A tutto ciò si aggiungono altre questioni che colpiscono direttamente le lavoratrici e i lavoratori, che la retorica dell’emergenza, usata dai vari politici e pompata dai giornali, definiva e continua a definire “eroi in prima linea”. Eroi si, ma sacrificabili.

Infatti, pur gestendo pazienti che in realtà troverebbero la loro giusta allocazione all'interno di reparti di terapia intensiva (ci si riferisce ai numerosi pazienti ventilati attraverso sistemi di ventilazione non invasiva quali cpap-bpap-alti flussi e che necessitano di un costante monitoraggio clinico), non percepiscono alcuna indennità da semi-intensiva, cosi come non percepiscono i cosiddetti buoni pasto riconosciuti per legge e, come se non bastasse, il cosiddetto “premio Covid”, tanto sbandierato dalla dirigenza circa 8 mesi fa e riservato a quei lavoratori che hanno prestato servizio in aree Covid, non ha mai visto la sua completa erogazione: tale premio, infatti, è stato erogato solo per il 40% circa, poco più di 200 euro netti.

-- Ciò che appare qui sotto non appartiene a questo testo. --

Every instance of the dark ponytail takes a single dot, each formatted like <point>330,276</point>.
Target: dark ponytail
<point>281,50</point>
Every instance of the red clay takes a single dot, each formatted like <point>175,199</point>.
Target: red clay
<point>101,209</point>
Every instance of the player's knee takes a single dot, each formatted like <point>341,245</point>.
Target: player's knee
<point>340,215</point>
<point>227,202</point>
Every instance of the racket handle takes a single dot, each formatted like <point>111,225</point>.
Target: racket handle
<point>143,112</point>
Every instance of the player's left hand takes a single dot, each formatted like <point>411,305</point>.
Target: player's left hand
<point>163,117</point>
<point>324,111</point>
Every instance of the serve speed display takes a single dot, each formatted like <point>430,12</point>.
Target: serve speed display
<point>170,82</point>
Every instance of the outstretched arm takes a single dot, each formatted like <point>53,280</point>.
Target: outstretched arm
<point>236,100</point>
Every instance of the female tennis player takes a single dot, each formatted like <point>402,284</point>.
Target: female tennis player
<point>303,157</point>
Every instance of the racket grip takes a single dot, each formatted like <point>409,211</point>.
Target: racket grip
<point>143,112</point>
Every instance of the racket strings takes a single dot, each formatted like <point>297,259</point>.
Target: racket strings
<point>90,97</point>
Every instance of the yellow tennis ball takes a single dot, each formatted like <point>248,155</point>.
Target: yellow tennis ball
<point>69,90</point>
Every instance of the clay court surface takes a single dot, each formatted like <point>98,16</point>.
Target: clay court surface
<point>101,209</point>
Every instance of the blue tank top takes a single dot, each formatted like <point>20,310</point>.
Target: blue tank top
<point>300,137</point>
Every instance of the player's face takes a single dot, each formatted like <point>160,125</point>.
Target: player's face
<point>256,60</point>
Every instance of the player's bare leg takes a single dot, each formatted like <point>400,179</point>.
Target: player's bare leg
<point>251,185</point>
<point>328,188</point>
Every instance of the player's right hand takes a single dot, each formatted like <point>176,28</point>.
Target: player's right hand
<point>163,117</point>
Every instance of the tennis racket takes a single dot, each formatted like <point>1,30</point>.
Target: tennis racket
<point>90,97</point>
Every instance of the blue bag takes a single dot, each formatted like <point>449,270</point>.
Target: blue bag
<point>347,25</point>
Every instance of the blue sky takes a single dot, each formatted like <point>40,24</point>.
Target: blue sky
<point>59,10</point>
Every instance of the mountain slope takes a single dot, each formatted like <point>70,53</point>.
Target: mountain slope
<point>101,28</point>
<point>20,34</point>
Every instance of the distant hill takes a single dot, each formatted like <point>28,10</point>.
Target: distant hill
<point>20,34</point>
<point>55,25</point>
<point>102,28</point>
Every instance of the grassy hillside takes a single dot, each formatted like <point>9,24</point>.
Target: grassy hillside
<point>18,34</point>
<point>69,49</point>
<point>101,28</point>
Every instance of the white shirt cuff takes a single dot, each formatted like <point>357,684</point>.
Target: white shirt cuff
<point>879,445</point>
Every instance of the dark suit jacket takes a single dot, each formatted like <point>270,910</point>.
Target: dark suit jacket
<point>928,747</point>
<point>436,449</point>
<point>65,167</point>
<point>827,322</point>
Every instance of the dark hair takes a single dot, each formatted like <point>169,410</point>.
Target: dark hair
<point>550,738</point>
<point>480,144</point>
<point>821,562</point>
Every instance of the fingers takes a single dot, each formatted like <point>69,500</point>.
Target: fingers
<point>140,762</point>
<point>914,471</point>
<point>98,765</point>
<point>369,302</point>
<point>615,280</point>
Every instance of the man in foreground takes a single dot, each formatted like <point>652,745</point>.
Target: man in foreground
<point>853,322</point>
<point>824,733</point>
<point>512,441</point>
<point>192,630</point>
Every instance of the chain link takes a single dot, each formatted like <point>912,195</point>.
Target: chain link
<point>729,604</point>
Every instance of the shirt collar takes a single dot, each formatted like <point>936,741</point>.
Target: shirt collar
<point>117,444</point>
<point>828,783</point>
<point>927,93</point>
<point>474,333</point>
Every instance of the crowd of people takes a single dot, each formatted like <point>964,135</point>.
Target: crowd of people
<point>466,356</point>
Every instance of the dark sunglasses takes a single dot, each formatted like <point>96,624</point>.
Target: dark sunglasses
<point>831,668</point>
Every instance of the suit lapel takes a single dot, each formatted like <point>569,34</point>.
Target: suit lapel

Insomma la storia è sempre la stessa: da un lato abbiamo Lopalco ed Emiliano che un giorno fanno proclami rassicuranti, il giorno dopo si definiscono preoccupati per l’innalzamento dei contagi; abbiamo un Governo che gioca in maniera randomica con diverse tonalità dell’arancione e del rosso permettendo sempre e comunque che gran parte delle persone si ammalino sui luoghi di lavoro chiudendo però teatri, cinema e scuole; abbiamo promesse di nuovi ospedali, quando ci sono decine di ospedali dismessi che potrebbero essere riaperti, altre decine da potenziare e una medicina territoriale da rifondare, unica vera soluzione per affrontare la crisi sanitaria. Ancora una volta chi paga questa crisi sono i lavoratori, le lavoratrici, siano essi operatori sanitari o meno, e le milioni di persone che muoiono per la mancanza di strumentazioni e di posti in ospedali così come per la mancanza di un reddito in un periodo in cui, nuovamente, l’ordine imperativo è stare a casa, conclude la nota di Cobas Pubblico Impiego.